Managing Jobs at NERSC
Perlmutter
Perlmutter has 1536 GPU nodes, each with 4 NVIDIA A100 GPUs – therefore it is best to use 4 MPI tasks per node.
Note
you need to load the same modules used to compile the executable in your submission script, otherwise, it will fail at runtime because it can’t find the CUDA libraries.
Below is an example that runs on 16 nodes with 4 GPUs per node, and also includes the restart logic to allow for job chaining.
#!/bin/bash
#SBATCH -A m3018_g
#SBATCH -C gpu
#SBATCH -q regular
#SBATCH -J Castro
#SBATCH -o subch_%j.out
#SBATCH -t 2:00:00
#SBATCH -N 16
#SBATCH --ntasks-per-node=4
#SBATCH --gpus-per-task=1
#SBATCH --gpu-bind=map_gpu:0,1,2,3
#SBATCH --signal=B:URG@120
export CASTRO_EXEC=./Castro2d.gnu.MPI.CUDA.SMPLSDC.ex
export INPUTS=inputs_2d.N14
module load PrgEnv-gnu
module load cudatoolkit
function find_chk_file {
# find_chk_file takes a single argument -- the wildcard pattern
# for checkpoint files to look through
chk=$1
# find the latest 2 restart files.

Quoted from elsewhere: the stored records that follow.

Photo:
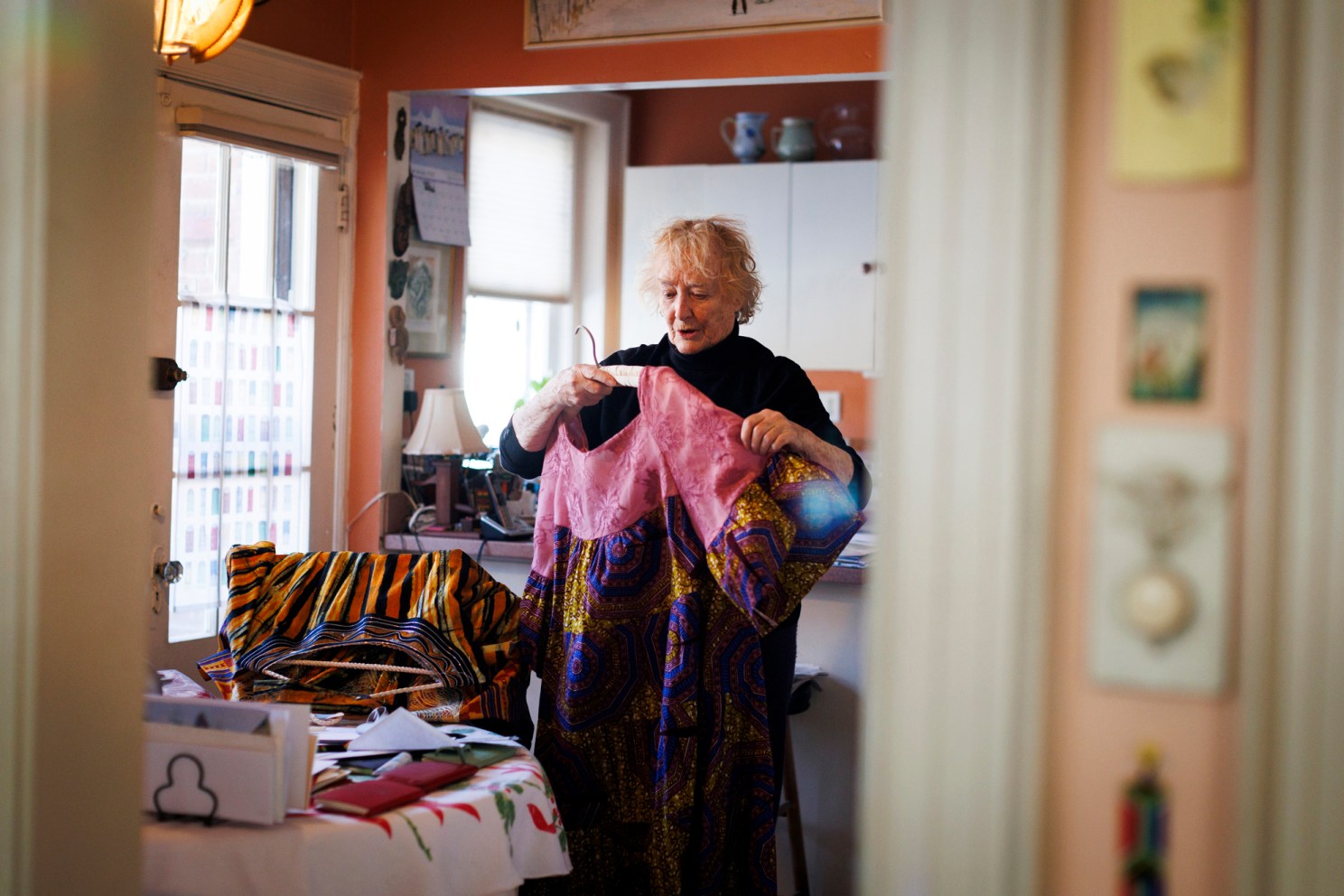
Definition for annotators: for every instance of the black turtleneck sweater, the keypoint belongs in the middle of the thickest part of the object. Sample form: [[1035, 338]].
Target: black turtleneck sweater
[[740, 374]]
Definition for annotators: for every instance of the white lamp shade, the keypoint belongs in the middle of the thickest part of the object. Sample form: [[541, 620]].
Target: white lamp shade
[[445, 426]]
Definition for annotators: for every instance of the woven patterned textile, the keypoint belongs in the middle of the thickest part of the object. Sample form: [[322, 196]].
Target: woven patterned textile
[[435, 611], [661, 559]]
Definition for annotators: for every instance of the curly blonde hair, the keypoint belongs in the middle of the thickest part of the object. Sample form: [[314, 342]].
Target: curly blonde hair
[[695, 245]]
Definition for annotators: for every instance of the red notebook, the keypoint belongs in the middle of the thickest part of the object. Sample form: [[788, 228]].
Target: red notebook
[[391, 789], [429, 775], [367, 797]]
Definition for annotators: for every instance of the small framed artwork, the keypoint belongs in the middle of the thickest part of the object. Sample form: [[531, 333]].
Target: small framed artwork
[[426, 301], [1170, 344], [558, 23]]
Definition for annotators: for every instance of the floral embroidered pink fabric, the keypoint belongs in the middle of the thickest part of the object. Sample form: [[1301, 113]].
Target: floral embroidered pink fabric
[[679, 445]]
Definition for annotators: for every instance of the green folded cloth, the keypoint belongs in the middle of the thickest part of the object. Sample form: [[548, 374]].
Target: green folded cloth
[[479, 755]]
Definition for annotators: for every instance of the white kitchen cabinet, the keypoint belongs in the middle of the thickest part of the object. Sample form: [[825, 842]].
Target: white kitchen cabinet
[[813, 230], [832, 265]]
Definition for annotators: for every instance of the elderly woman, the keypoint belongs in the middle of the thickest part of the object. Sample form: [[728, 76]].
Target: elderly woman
[[702, 278]]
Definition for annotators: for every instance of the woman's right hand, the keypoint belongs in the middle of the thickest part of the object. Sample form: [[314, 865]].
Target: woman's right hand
[[577, 387], [562, 397]]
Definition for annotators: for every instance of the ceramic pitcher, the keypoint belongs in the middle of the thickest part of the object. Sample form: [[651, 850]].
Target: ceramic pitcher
[[748, 135], [793, 140]]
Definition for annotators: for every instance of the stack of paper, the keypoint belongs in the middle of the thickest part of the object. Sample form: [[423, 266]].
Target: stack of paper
[[215, 760]]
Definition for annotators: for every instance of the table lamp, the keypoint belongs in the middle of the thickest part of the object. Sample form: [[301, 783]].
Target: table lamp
[[445, 432]]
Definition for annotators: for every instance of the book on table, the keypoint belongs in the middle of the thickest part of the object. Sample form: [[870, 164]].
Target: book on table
[[391, 789]]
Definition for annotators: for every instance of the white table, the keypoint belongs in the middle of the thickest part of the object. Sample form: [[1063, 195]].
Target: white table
[[480, 837]]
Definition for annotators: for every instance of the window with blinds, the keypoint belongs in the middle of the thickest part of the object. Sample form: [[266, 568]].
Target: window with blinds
[[520, 266], [520, 192]]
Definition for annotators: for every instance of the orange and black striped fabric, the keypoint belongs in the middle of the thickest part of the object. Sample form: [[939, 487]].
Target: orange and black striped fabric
[[435, 611]]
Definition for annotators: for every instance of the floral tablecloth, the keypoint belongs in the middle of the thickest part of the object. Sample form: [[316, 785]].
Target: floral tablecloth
[[476, 838]]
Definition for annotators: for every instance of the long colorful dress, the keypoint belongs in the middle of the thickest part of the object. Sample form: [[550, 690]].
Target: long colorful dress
[[660, 560]]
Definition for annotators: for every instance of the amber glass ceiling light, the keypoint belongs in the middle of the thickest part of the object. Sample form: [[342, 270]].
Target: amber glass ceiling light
[[199, 28]]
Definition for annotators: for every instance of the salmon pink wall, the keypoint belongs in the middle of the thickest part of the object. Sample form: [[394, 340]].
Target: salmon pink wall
[[1117, 237], [314, 28]]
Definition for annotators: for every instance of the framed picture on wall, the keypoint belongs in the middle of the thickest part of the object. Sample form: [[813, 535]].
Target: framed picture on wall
[[1170, 345], [426, 300], [551, 23]]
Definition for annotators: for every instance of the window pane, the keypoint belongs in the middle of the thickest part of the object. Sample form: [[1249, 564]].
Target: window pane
[[507, 353], [242, 424], [520, 193]]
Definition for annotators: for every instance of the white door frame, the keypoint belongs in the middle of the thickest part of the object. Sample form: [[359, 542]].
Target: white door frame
[[76, 183], [1291, 780], [950, 774]]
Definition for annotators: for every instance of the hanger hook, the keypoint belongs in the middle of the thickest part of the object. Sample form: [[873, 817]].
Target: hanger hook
[[592, 341]]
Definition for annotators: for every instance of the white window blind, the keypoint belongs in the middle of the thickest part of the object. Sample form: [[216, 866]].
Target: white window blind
[[520, 193]]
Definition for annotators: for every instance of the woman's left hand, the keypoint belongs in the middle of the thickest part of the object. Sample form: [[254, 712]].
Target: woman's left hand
[[769, 432]]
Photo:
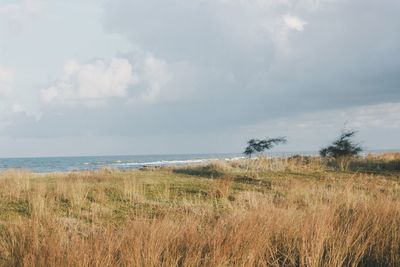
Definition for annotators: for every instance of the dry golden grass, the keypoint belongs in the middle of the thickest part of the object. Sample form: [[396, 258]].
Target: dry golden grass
[[283, 212]]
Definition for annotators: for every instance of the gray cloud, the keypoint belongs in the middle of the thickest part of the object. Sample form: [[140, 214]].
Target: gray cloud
[[232, 64]]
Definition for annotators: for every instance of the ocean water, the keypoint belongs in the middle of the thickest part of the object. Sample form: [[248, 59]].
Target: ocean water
[[64, 164]]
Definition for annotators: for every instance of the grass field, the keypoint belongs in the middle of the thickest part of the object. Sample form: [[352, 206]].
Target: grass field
[[264, 212]]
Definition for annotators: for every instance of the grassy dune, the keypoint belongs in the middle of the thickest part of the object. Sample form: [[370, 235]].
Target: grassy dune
[[280, 212]]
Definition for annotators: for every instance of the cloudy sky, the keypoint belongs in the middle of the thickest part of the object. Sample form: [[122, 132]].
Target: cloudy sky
[[101, 77]]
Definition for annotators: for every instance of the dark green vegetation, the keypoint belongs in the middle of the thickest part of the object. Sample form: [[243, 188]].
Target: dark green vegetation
[[262, 212]]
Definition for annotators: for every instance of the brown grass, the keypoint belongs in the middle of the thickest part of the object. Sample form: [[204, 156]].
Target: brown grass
[[250, 214]]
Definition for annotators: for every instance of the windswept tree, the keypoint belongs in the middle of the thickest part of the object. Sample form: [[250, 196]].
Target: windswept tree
[[258, 146], [342, 149]]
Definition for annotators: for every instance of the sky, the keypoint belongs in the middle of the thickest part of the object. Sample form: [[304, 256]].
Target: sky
[[123, 77]]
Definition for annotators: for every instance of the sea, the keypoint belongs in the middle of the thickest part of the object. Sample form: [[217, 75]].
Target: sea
[[68, 164]]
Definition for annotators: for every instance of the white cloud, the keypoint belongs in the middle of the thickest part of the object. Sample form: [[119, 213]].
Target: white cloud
[[157, 76], [6, 75], [6, 80], [91, 83], [20, 11], [294, 22]]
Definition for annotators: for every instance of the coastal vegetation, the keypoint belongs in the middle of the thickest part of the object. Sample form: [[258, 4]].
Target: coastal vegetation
[[294, 211]]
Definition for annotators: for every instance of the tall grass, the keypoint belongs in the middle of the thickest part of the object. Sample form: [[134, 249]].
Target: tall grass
[[246, 216]]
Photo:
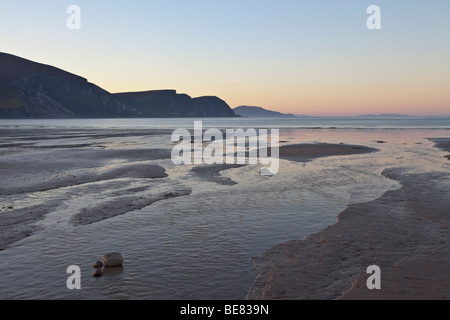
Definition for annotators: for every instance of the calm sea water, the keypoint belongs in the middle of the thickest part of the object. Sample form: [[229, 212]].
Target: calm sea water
[[294, 123]]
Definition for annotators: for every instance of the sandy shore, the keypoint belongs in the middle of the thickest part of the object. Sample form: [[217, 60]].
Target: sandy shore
[[34, 162], [443, 144], [405, 232], [309, 152], [79, 161]]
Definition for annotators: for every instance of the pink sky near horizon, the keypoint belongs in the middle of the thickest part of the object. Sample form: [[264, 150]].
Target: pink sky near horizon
[[301, 57]]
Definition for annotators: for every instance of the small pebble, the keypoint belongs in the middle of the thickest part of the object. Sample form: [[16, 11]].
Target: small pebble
[[97, 273]]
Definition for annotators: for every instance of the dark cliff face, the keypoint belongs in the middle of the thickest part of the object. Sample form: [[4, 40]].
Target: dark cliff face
[[167, 103], [212, 107], [33, 90], [258, 112]]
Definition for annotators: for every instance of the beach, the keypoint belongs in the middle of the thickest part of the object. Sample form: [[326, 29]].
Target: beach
[[198, 232]]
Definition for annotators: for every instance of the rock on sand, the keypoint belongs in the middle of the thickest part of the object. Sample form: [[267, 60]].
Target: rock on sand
[[114, 259]]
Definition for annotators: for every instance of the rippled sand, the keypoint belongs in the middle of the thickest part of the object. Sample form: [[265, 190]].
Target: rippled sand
[[186, 232]]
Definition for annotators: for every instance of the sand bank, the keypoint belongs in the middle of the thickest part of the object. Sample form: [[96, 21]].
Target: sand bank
[[309, 152], [405, 232], [443, 144]]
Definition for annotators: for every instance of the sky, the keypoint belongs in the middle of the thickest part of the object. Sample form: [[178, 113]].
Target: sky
[[311, 57]]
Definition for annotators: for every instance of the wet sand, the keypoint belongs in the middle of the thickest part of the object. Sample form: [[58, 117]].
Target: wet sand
[[36, 161], [309, 152], [443, 144], [405, 232]]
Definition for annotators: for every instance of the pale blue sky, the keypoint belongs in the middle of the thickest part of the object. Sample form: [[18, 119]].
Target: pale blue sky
[[312, 57]]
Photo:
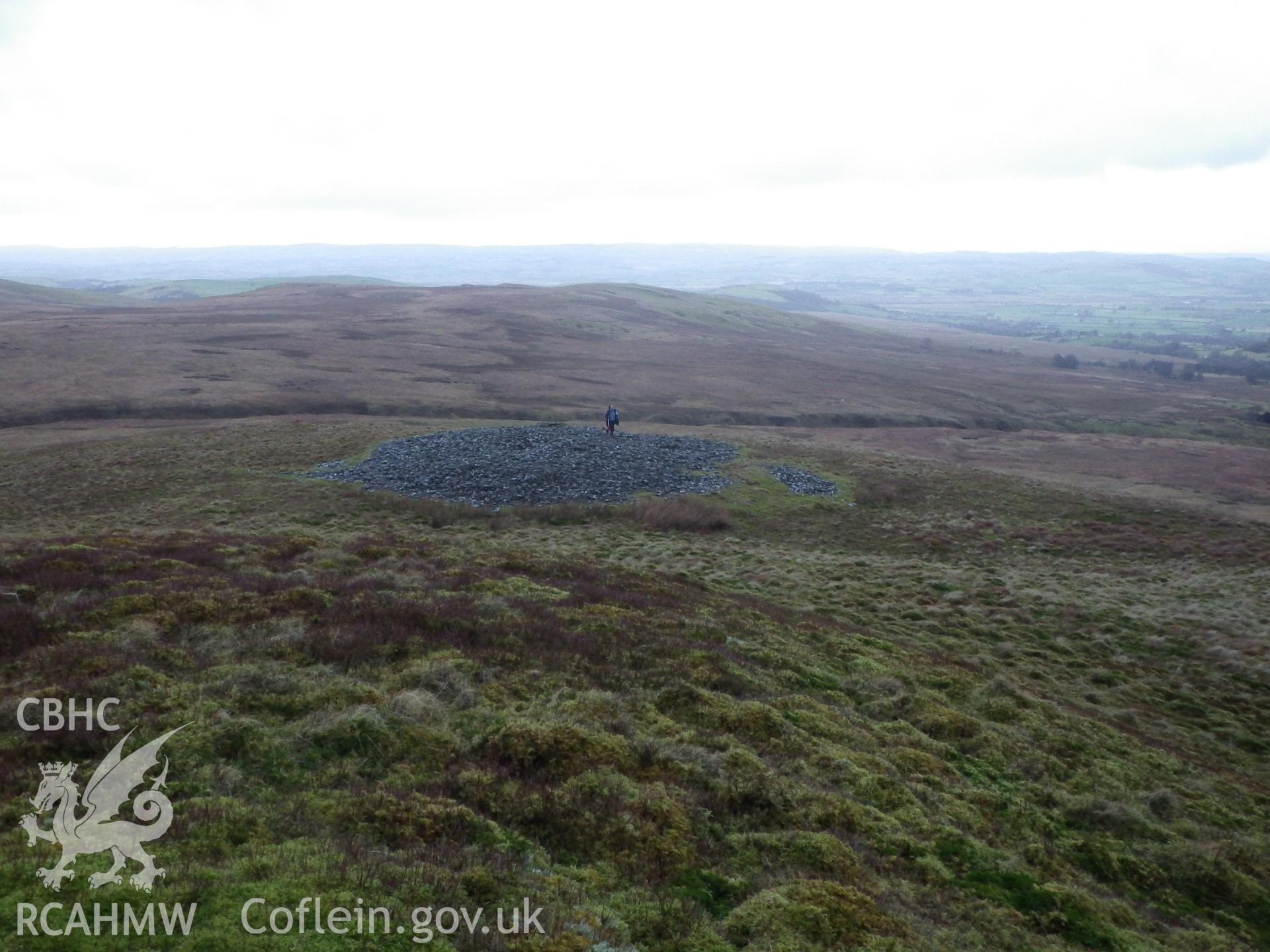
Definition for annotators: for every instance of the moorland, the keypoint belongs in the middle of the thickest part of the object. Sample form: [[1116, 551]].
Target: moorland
[[1005, 691]]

This way if the latest didn't
# complete we fall back to the previous one.
temp_files=$(find . -maxdepth 1 -name "${chk}" -print | sort | tail -2)
restartFile=""
for f in ${temp_files}
do
# the Header is the last thing written -- if it's there, update the restart file
if [ -f ${f}/Header ]; then
restartFile="${f}"
fi
done
}
# look for 7-digit chk files
find_chk_file "*chk???????"
if [ "${restartFile}" = "" ]; then
# look for 6-digit chk files
find_chk_file "*chk??????"
fi
if [ "${restartFile}" = "" ]; then
# look for 5-digit chk files
find_chk_file "*chk?????"
fi
# restartString will be empty if no chk files are found -- i.e. new run
if [ "${restartFile}" = "" ]; then
restartString=""
else
restartString="amr.restart=${restartFile}"
fi
# clean up any run management files left over from previous runs
rm -f dump_and_stop
# The `--signal=B:URG@<n>` option tells slurm to send SIGURG to this batch
# script n seconds before the runtime limit, so we can exit gracefully.
function sig_handler {
touch dump_and_stop
# disable this signal handler
trap - URG
echo "BATCH: allocation ending soon; telling Castro to dump a checkpoint and stop"
}
trap sig_handler URG
workdir=`basename ${SLURM_SUBMIT_DIR}`
slack_job_start.py "starting NERSC job: ${workdir} ${restartFile}" @michael
# execute srun in the background then use the builtin wait so the shell can
# handle the signal
srun -n $((SLURM_NTASKS_PER_NODE * SLURM_NNODES)) ${CASTRO_EXEC} ${INPUTS} ${restartString} &
pid=$!
wait $pid
ret=$?
if (( ret == 128 + 23 )); then
# received SIGURG, keep waiting
wait $pid
ret=$?
fi
exit $ret
Note
With large reaction networks, you may get GPU out-of-memory errors during
the first burner call. If this happens, you can add
amrex.the_arena_init_size=0
after ${restartString}
in the srun call
so AMReX doesn’t reserve 3/4 of the GPU memory for the device arena.
Note
If the job times out before writing out a checkpoint (leaving a
dump_and_stop
file behind), you can give it more time between the
warning signal and the end of the allocation by adjusting the
#SBATCH --signal=B:URG@<n>
line at the top of the script.
Below is an example that runs on CPU-only nodes. Here ntasks-per-node
refers to number of MPI processes (used for distributed parallelism) per node,
and cpus-per-task
refers to number of hyper threads used per task
(used for shared-memory parallelism). Since Perlmutter CPU node has
2 sockets * 64 cores/socket * 2 threads/core = 256 threads, set cpus-per-task
to 256/(ntasks-per-node)
. However, it is actually best to assign
each OpenMP thread per physical core, so it is best to set OMP_NUM_THREADS
to
cpus-per-task/2
. See more detailed instructions within the script.
#!/bin/bash
#SBATCH --job-name=perlmutter_script
#SBATCH --account=m3018
#SBATCH --nodes=16
#SBATCH --ntasks-per-node=16
#SBATCH --cpus-per-task=16
#SBATCH --qos=regular
#SBATCH --time=02:00:00
#SBATCH --constraint=cpu
#***********************INSTRUCTIONS*******************************************************
#In order to couple each MPI process with OpenMP threads we have designed the following
#strategy:
#
# 1. First we fix one node in the --qos debug queue and fix a 2**n number of
# --ntasks-per-node, starting with n=0.
#
# 2. Next, we compute the number --cpus-per-task=256/-ntask-per-node. This is
# the number of virtual cores available to each MPI process on each node.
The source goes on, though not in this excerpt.